For final packaging of such an HCF interconnection with a functional element in the air-gap, a modified approach based on gluing might be used, as we already demonstrated for fiber-array based HCF interconnection [19], or for glass capillary based HCF interconnection [20]. If needed, all components might be fixed on a supporting platform to improve the system stability and environmental resilience.

5. Conclusions

We have demonstrated that by designing the GRIN mode-field adapter, we can modify the beam waist distance (air-gap distance) in an SSMF-HCF interconnection, which enables the insertion of functional optical elements. Through our MFA design, we can create an air gap of predefined length as well as achieve low-loss coupling.

We measured and characterized the gap distances with OM2-based and GRIN100-based MFAs, respectively. With OM2-based MFA, we reached a gap distance of $\sim$80 µm, which can be useful e.g., for gas sensing by allowing a gas inlet/outlet [20]. With GRIN100-based MFA, the optimal gap distance was doubled to around 200 µm. Moreover, this gap can be extended to 300 µm at the sacrifice of only 0.06 dB higher insertion loss. The optimal gap distances matched with the simulation predictions of beam waist distances acquired by our MFA models. Furthermore, we also simulated GRIN200 and GRIN300, the gap can be expanded to 1.1 mm by GRIN200 and 1.7 mm by GRIN300, respectively with low-loss coupling to our HCF.

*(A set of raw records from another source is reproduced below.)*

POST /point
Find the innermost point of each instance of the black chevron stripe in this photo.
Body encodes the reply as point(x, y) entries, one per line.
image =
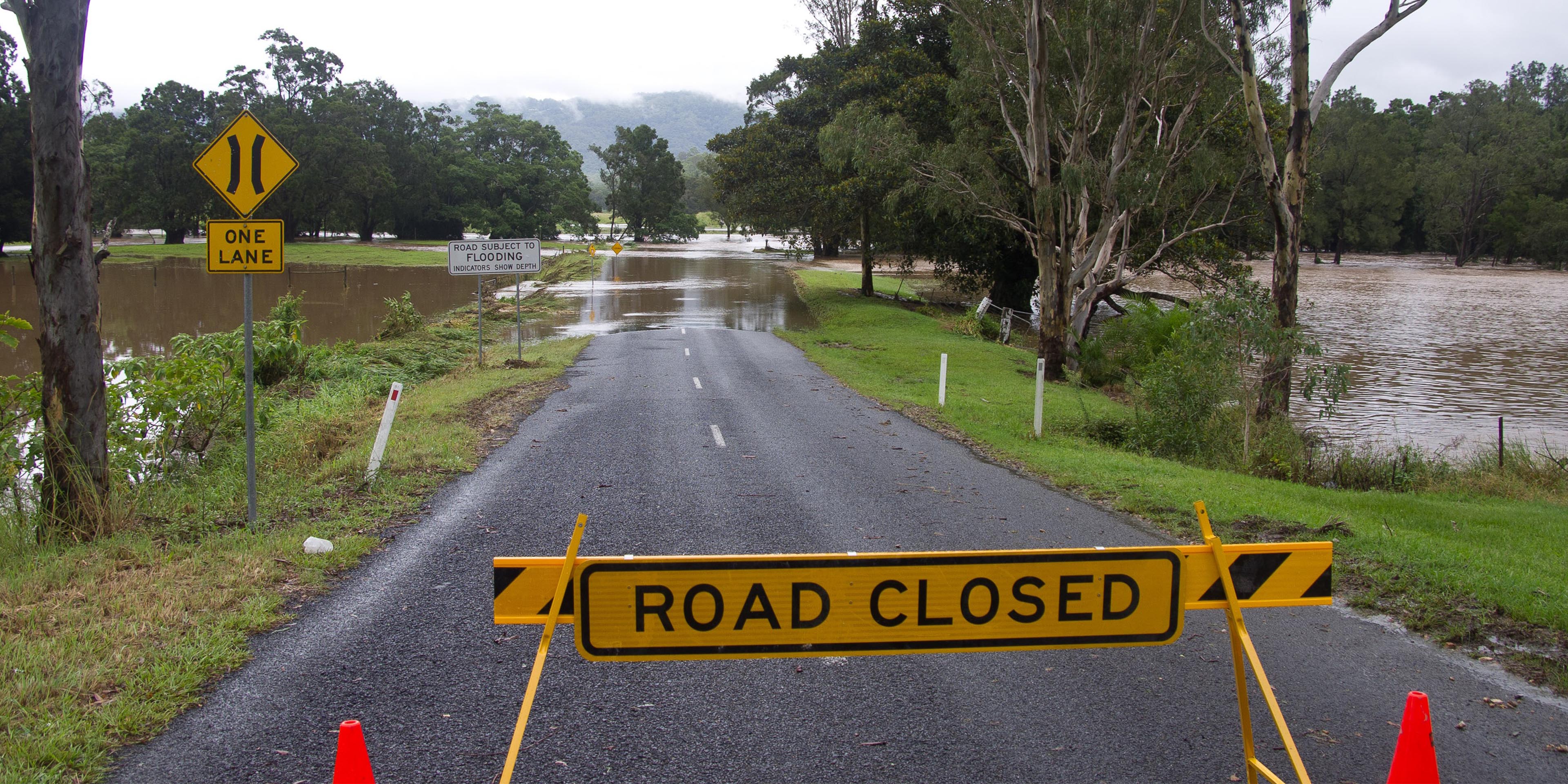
point(506, 576)
point(568, 608)
point(1323, 587)
point(1249, 573)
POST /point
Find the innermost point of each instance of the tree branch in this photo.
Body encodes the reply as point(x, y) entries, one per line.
point(1398, 10)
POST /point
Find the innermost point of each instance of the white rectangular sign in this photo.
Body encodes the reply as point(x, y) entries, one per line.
point(493, 256)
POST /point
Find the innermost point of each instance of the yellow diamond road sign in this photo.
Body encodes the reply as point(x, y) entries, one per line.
point(245, 164)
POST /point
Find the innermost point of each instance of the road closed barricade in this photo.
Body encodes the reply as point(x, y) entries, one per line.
point(640, 609)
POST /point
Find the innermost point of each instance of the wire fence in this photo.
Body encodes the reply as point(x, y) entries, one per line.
point(1010, 321)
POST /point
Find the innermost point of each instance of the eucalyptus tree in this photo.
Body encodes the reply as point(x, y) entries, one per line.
point(366, 138)
point(65, 270)
point(16, 164)
point(1285, 186)
point(1486, 147)
point(142, 160)
point(1095, 132)
point(645, 179)
point(519, 178)
point(1365, 176)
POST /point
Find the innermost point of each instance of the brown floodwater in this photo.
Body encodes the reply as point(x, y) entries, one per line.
point(708, 284)
point(711, 283)
point(143, 305)
point(1439, 353)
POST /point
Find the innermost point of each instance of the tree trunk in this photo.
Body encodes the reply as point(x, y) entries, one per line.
point(76, 421)
point(1053, 278)
point(866, 253)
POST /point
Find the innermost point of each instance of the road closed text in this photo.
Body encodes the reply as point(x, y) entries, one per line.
point(846, 606)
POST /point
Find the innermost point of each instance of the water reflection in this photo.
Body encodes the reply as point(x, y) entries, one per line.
point(1439, 353)
point(711, 283)
point(143, 305)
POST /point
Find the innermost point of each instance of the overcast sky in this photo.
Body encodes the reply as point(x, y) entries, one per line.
point(614, 49)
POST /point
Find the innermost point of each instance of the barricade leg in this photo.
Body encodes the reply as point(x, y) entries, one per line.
point(1243, 647)
point(545, 647)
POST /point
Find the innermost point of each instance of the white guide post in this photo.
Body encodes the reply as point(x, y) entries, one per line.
point(386, 429)
point(941, 385)
point(1040, 392)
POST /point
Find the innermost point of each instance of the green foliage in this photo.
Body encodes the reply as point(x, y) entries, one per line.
point(142, 160)
point(402, 317)
point(1365, 172)
point(16, 160)
point(7, 325)
point(645, 179)
point(1470, 173)
point(1129, 344)
point(524, 178)
point(369, 160)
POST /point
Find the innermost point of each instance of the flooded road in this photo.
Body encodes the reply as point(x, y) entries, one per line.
point(1437, 353)
point(705, 284)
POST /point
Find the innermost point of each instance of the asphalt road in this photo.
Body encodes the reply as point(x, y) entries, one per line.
point(407, 644)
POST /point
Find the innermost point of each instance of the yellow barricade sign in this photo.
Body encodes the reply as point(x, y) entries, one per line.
point(840, 604)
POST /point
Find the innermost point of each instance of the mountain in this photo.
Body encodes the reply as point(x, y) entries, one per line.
point(684, 118)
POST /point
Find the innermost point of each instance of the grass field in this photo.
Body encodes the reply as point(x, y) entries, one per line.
point(1454, 565)
point(106, 642)
point(385, 253)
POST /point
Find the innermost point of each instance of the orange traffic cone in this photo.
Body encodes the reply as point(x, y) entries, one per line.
point(353, 760)
point(1415, 760)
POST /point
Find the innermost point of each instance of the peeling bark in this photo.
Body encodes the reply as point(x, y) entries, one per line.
point(74, 416)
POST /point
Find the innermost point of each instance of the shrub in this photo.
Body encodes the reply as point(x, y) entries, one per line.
point(402, 317)
point(1129, 344)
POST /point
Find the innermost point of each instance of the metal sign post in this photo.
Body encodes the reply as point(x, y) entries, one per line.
point(482, 258)
point(245, 172)
point(250, 412)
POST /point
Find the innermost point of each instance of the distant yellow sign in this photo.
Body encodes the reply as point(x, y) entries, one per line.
point(245, 247)
point(245, 164)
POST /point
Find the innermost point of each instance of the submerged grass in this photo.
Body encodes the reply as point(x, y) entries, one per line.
point(106, 642)
point(1456, 560)
point(380, 253)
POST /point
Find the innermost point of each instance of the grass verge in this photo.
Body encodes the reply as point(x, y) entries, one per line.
point(106, 642)
point(1460, 567)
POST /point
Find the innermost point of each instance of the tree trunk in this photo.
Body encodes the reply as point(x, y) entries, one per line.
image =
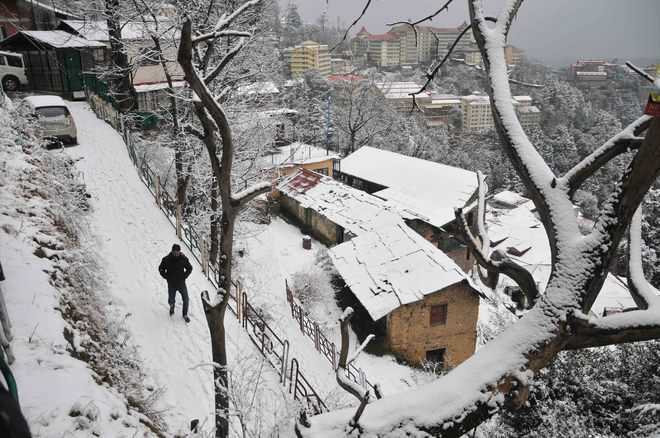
point(215, 222)
point(120, 82)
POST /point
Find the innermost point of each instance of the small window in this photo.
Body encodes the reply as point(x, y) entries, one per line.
point(436, 357)
point(438, 315)
point(15, 61)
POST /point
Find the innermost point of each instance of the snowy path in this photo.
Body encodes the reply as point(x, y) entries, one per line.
point(134, 235)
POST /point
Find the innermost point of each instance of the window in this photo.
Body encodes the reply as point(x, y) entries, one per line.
point(436, 356)
point(15, 61)
point(98, 55)
point(438, 315)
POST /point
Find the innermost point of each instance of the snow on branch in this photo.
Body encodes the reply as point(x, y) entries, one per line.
point(640, 72)
point(347, 384)
point(364, 11)
point(225, 21)
point(225, 60)
point(645, 295)
point(498, 263)
point(627, 139)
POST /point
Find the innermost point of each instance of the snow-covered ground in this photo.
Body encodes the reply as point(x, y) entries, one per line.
point(276, 254)
point(133, 235)
point(59, 394)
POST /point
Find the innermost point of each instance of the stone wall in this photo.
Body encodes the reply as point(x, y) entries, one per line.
point(410, 334)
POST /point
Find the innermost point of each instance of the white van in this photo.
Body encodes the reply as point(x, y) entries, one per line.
point(54, 118)
point(12, 71)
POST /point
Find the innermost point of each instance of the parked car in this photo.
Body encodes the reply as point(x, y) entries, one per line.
point(54, 118)
point(12, 71)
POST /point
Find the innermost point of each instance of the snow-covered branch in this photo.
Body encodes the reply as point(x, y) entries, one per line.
point(498, 263)
point(344, 382)
point(244, 196)
point(225, 61)
point(645, 295)
point(626, 140)
point(225, 21)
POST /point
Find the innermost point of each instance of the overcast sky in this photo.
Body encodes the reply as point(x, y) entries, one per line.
point(555, 31)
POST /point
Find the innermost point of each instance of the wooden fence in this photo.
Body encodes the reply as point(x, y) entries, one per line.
point(323, 345)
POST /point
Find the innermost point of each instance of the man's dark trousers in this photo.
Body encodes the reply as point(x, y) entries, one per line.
point(172, 288)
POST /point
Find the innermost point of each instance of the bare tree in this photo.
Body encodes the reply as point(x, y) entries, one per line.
point(498, 375)
point(217, 137)
point(361, 113)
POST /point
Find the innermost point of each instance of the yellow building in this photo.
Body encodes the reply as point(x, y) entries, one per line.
point(309, 55)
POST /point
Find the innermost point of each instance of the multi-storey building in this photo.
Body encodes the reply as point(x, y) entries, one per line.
point(384, 50)
point(513, 55)
point(422, 46)
point(309, 55)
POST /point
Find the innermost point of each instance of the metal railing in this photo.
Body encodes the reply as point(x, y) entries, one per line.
point(273, 347)
point(323, 345)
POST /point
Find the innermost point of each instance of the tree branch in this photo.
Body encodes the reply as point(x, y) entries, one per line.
point(634, 326)
point(622, 142)
point(500, 264)
point(225, 61)
point(364, 11)
point(643, 293)
point(347, 384)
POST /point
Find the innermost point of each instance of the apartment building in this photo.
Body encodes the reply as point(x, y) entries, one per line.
point(413, 48)
point(477, 116)
point(513, 55)
point(309, 55)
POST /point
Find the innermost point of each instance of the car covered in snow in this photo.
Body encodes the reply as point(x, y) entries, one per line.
point(54, 118)
point(12, 71)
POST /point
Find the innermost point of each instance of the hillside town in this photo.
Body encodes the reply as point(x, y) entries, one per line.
point(224, 219)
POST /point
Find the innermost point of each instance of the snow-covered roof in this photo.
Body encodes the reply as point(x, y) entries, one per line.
point(52, 8)
point(401, 90)
point(154, 74)
point(132, 30)
point(393, 266)
point(519, 233)
point(260, 88)
point(159, 86)
point(354, 210)
point(427, 190)
point(508, 199)
point(59, 39)
point(295, 154)
point(42, 101)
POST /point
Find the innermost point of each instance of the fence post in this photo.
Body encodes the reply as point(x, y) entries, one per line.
point(157, 191)
point(178, 221)
point(316, 336)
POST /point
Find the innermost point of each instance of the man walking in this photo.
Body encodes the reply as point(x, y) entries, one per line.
point(175, 268)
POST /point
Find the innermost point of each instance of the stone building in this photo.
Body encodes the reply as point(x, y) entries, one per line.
point(423, 307)
point(426, 191)
point(420, 304)
point(309, 55)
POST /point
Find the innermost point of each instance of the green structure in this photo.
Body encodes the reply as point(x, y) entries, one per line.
point(55, 60)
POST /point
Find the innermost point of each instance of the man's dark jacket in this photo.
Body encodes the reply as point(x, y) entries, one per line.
point(175, 269)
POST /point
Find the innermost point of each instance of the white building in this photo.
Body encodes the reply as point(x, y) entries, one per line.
point(477, 115)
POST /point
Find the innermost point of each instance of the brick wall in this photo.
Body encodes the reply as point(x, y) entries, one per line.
point(410, 334)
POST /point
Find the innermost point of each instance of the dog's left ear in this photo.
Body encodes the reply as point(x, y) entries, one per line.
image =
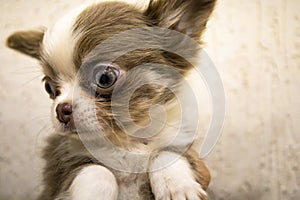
point(26, 42)
point(186, 16)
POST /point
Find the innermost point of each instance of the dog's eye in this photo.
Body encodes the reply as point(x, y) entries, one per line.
point(106, 76)
point(50, 87)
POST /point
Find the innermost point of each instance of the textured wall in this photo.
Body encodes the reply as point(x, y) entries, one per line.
point(256, 48)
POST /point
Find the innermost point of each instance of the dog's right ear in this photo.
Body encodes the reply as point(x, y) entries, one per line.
point(26, 42)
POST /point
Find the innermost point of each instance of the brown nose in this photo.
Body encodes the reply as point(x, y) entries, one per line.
point(64, 112)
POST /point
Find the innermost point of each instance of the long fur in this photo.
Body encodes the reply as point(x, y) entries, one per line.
point(69, 52)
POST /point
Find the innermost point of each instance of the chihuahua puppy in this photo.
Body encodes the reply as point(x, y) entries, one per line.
point(106, 65)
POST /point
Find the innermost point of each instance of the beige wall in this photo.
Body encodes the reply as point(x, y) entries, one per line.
point(256, 48)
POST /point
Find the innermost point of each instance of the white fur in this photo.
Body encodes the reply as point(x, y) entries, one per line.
point(175, 181)
point(94, 182)
point(59, 42)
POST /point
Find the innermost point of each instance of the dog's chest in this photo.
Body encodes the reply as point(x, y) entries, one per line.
point(133, 186)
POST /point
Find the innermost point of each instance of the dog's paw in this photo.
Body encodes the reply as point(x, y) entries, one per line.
point(175, 182)
point(165, 188)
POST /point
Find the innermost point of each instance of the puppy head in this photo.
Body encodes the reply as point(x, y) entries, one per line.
point(105, 52)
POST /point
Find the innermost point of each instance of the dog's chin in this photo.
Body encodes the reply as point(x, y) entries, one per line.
point(66, 129)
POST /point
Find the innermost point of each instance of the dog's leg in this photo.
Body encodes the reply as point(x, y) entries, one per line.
point(175, 180)
point(94, 182)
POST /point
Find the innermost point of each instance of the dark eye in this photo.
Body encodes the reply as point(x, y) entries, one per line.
point(106, 76)
point(50, 87)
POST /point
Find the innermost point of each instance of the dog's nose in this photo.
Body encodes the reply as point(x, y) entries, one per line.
point(64, 112)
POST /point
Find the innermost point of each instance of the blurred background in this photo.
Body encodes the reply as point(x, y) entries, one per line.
point(255, 46)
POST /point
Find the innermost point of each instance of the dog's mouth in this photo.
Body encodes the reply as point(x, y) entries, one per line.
point(68, 127)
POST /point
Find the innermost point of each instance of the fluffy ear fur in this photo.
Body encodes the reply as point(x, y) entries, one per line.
point(26, 42)
point(186, 16)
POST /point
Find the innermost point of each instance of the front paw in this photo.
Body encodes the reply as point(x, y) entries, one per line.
point(175, 182)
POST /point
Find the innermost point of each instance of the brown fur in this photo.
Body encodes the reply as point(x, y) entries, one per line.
point(93, 26)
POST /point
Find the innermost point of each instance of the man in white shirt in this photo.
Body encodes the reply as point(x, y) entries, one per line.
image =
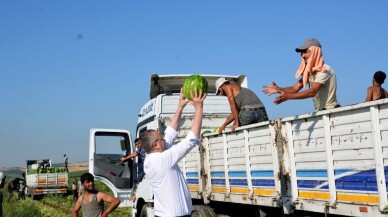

Finally, we demonstrated a Fabry-Perot filter by inserting glass sheets with thicknesses of 100 µm and 170 µm into the SSMF-HCF air gap. We have verified that our design not only provides low-loss interconnection between SSMF and HCF, but also creates a gap to introduce additional functionalities into an HCF-based system. Our design thus provides a versatile and efficient method to build low-loss HCF-based components without complicated adaption and structural alteration of the fiber.

In the future, it will be possible to insert thicker optical components by using GRIN200- and GRIN300-based MFAs, e.g. a Magnet-free Faraday rotator with an optical thickness of 966 µm at 1550 nm or a GLB (G series, L-band) isolator with an optical thickness of 920 µm at 1550 nm [17], which is generally used for in-line optical isolators with only a small increase of the component loss.